Nothing
#' @name plot_impactsnopar
#' @rdname plot_impactsnopar
#'
#' @title Plot direct, indirect and total impacts functions
#' for continous non-parametric covariates in semiparametric spatial regression models.
#'
#' @description Plot direct, indirect and total impacts functions for
#' non-parametric covariates included in a semiparametric spatial
#' or spatio-temporal SAR model. This model must include a spatial
#' lag of the dependent variable (SAR) to have indirect effects
#' different from 0, otherwise, total and direct function effects
#' are the same. The effect functions can be smoothed to overcome
#' the instabilities created by the premultiplication of matrix
#' \eqn{(I - \rho W)^{-1}}
#'
#' @param impactsnopar object returned from \code{\link{impactsnopar}} function.
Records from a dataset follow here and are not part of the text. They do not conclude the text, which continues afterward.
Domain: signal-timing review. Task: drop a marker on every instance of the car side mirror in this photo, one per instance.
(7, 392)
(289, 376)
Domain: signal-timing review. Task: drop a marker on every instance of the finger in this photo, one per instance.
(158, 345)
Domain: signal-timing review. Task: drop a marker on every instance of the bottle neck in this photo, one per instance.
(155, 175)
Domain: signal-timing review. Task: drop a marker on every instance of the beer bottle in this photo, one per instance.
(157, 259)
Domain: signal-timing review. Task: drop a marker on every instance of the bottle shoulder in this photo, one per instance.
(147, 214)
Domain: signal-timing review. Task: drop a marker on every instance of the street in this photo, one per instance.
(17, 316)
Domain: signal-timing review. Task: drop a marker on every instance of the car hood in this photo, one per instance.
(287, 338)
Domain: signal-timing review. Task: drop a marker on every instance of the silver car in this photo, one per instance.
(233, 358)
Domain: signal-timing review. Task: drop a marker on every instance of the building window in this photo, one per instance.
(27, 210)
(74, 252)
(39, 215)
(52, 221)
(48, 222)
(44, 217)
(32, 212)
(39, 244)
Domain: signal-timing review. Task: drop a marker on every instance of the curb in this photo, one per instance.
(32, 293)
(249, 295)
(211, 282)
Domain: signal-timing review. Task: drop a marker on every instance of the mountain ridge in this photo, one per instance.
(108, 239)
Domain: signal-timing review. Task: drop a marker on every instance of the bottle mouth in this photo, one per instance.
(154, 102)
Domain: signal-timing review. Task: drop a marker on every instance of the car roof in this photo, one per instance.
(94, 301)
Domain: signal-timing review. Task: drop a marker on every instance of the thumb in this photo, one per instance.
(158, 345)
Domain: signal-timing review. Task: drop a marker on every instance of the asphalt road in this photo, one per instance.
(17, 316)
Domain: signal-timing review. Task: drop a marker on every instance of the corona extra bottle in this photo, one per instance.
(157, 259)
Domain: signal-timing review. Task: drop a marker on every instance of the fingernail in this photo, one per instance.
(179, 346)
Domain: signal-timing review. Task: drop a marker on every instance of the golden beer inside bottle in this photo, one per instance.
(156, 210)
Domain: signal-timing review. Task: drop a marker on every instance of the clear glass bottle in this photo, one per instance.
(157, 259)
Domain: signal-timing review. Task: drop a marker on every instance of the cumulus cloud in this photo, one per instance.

#' @param data dataframe with the data.
#' @param smooth logical value to choose smoothing of the effects function
#' prior to plot. Default TRUE.
#' @param span span for the kernel of the smoothing (see \code{\link{loess}}
#' for details). Default c(0.1, 0.1, 0.2).
#' @param dynamic Logical value to set a dynamic model.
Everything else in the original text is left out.